Titanium Rods Find Uses in Multiple Industries, But Are Most Popular in Medicine

Titanium rods can be composed of pure titanium or a mixture of pure titanium and other alloys. Rods are commonly used in medicine as bone replacements, especially in orthopedic surgeries. There are many great natural properties titanium has that make it perfect for medicinal uses.

Titanium rods are one of the many implants that are used in medicine. Other titanium implant products include pins, bone plates, screws, bars, wires, posts, expandable rib cages, spinal fusion cages, finger and toe replacements, and maxio-facial prosthetics. Rods can be used in some of these cases. Sockets, joints, or severely broken bones can be replaced with titanium implants.

Depending on what a patient surgically needs, the ends of titanium rods can be threaded or hooked. The injuries will help dictate what kind of titanium rod is needed. The differences in rods include stability and flexibility.

Replacing a bone in the leg, for example, requires titanium alloys. Titanium alloys allow the rod to be supportive and stiff. This is meant to mimic a natural bone. Pure titanium is flexible. This kind of rod has to be formed into a certain shape that mimics the bone it is replacing before it is implanted.

The majority of patients need titanium alloy rods that are stiff. These kinds of rods have a high friction rate, so rubbing against other titanium rods need to be avoided. Children who require orthopedic surgery use an expanding titanium rod.

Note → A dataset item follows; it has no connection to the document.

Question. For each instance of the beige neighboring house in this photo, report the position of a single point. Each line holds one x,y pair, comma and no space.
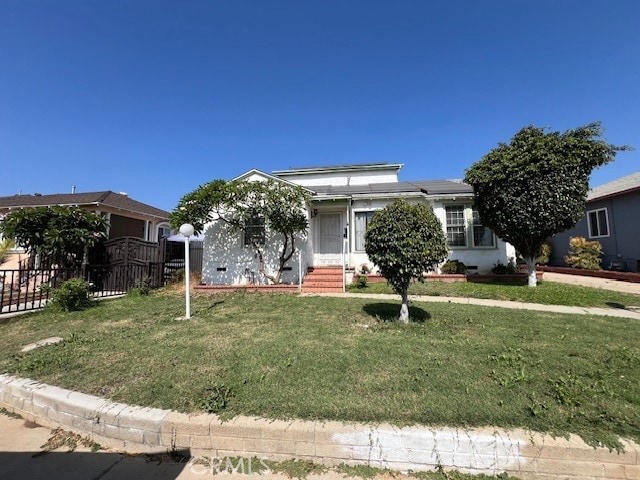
127,217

Since an expanding rod has the ability to grow with the child, they are used most often in the case of orthopedic surgeries. Expanding titanium rods should only be used to replace large bones in the body, but are used as much as possible as a bone replacement or supporter.

Expanding rods made of titanium have ability to naturally osseointegrate. Like all titanium, osseointegration is a naturally occurring process where bone and tissue bond to the implant without persuasion. This allows the implant to be locked into place permanently.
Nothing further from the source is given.